While first-quarter reporting season is still in its early
stages, expectations have dimmed. Analysts now see aggregate S&P
500 earnings growth of 2.9% year-on-year, down from the 5.1%
estimate as of April 1, according to LSEG.
"Earnings reports so far are very much a mixed bag," Green
added. "Most companies are reporting relatively lackluster
results and guidance that is somewhat mixed."
Chicago Federal Reserve President Austan Goolsbee said on
Friday that the Fed's restrictive policy is "appropriate" given
economic strength and the slower-than-expected process of
bringing inflation down closer to its 2% target.
"The Fed is, like the rest of us, somewhat struggling with
the conflicting data," Green said. "Goolsbee generally tends to
be a fiscal dove."
Mounting tensions in the Middle East appeared to plateau
after Tehran downplayed Israel's retaliatory drone strike
against Iran, a move that seemed geared toward averting regional
escalation of the war.
The Dow Jones Industrial Average rose 137.44 points,
or 0.36%, to 37,912.82, the S&P 500 lost 16.07 points, or
0.32%, to 4,995.05 and the Nasdaq Composite dropped
151.86 points, or 0.97%, to 15,449.64.
European shares dipped to their lowest level in more than a
month as the prospect of Mideast turmoil escalating spooked
investors, despite some upbeat earnings results.
The pan-European STOXX 600 index lost 0.13% and
MSCI's gauge of stocks across the globe shed
0.45%.
Emerging market stocks lost 1.34%. MSCI's broadest index of
Asia-Pacific shares outside Japan closed 1.59%
lower, while Japan's Nikkei lost 2.66%.
Treasury yields inched lower on easing jitters over a
potential broadening of the Middle East conflict.
Benchmark 10-year notes last rose 8/32 in price
to yield 4.6166%, from 4.647% late on Thursday.

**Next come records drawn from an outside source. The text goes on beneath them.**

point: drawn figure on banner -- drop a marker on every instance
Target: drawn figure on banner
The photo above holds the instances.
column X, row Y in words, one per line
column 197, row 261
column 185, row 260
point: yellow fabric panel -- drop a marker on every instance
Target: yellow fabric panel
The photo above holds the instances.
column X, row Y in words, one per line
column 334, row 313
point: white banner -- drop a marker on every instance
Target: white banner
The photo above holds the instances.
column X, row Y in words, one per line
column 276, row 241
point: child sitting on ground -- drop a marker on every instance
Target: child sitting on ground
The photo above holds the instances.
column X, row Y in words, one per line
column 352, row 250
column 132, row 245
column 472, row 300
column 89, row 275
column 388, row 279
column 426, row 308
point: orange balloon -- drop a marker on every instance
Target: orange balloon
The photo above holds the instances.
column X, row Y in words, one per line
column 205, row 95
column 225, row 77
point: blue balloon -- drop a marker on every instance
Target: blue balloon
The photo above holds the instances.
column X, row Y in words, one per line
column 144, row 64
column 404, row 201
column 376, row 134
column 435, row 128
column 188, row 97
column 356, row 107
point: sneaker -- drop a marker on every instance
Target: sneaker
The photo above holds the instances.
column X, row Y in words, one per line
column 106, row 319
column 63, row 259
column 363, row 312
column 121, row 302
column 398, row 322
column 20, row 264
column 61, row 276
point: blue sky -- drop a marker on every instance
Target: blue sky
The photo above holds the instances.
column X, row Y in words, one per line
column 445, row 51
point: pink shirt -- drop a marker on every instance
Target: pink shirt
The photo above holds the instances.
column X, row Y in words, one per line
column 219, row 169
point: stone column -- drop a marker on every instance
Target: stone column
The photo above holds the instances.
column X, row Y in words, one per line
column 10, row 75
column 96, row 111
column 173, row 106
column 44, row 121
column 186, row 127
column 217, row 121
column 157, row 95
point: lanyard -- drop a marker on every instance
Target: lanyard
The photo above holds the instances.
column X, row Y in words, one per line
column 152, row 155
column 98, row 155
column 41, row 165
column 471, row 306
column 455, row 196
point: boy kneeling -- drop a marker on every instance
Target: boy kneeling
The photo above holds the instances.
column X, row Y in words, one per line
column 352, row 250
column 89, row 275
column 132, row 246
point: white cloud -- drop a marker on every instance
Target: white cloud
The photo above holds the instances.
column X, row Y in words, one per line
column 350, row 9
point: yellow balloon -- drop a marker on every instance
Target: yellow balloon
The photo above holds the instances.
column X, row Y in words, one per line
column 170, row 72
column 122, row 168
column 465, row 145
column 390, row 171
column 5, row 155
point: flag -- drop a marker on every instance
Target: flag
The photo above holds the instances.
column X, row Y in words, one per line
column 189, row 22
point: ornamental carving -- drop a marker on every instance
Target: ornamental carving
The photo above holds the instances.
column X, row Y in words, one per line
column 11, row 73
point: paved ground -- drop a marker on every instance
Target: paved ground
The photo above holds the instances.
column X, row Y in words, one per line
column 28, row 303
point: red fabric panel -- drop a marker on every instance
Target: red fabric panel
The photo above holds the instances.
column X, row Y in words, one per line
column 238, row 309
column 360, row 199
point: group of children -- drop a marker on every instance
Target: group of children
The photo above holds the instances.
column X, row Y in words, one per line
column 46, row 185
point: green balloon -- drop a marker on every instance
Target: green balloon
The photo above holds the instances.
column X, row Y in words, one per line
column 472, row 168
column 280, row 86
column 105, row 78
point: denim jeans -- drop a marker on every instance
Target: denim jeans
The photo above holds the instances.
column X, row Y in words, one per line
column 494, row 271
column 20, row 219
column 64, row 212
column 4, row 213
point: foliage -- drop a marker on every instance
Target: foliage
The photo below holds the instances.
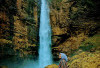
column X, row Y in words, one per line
column 86, row 9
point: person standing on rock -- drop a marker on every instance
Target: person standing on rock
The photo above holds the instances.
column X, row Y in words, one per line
column 63, row 61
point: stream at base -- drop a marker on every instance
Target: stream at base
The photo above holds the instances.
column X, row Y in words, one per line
column 31, row 62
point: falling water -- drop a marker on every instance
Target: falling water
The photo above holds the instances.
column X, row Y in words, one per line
column 45, row 56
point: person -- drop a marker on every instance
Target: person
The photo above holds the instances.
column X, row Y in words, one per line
column 63, row 61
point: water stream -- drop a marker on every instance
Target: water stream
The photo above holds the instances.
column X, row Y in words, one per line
column 45, row 56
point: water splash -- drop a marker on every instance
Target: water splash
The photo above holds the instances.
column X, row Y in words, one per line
column 45, row 56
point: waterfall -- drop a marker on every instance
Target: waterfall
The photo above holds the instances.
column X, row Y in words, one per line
column 45, row 56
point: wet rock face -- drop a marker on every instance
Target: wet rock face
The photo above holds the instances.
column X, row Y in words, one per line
column 59, row 11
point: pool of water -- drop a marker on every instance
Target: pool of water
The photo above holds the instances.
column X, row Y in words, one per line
column 22, row 62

The 30-year bond last rose 14/32 in price to
yield 4.7158%, from 4.745% late on Thursday.
The dollar lost ground as currency markets calmed down after
a flight to the Swiss Franc and the yen in
the wake of Israel's drone attack on Iran.

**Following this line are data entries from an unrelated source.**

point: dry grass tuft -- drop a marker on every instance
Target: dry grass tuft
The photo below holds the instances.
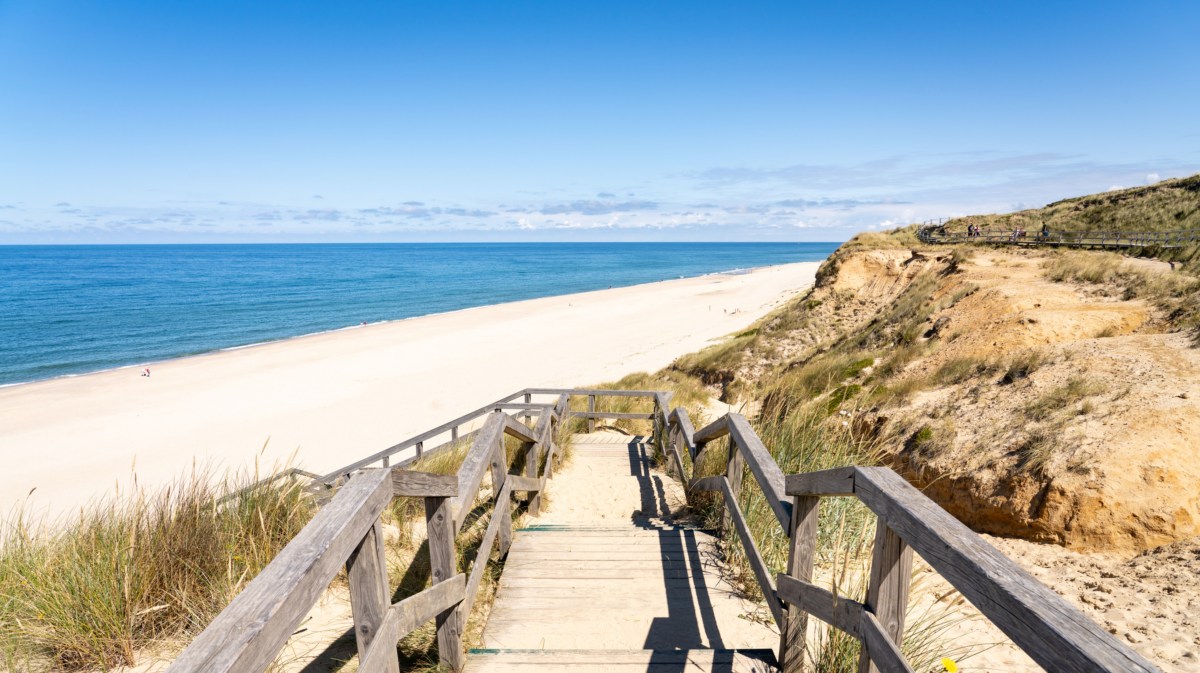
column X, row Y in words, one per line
column 136, row 570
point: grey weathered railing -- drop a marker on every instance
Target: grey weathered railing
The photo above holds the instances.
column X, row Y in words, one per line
column 936, row 233
column 1045, row 626
column 247, row 635
column 449, row 431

The dollar index fell 0.22%, with the euro up
0.23% to $1.0667.
The Japanese yen strengthened 0.05% versus the greenback at
154.59 per dollar. Sterling was last trading at $1.2429,
down 0.05% on the day.
Crude oil prices dipped earlier as supply concerns eased in
the wake of Iran's subdued response, but had recently reversed
course.
U.S. crude rose 0.81% to $83.40 per barrel and Brent
was last at $87.57, up 0.53% on the day.
Gold advanced, putting the safe-haven metal on track for its
fifth straight weekly gain.
Spot gold added 0.7% to $2,393.60 an ounce.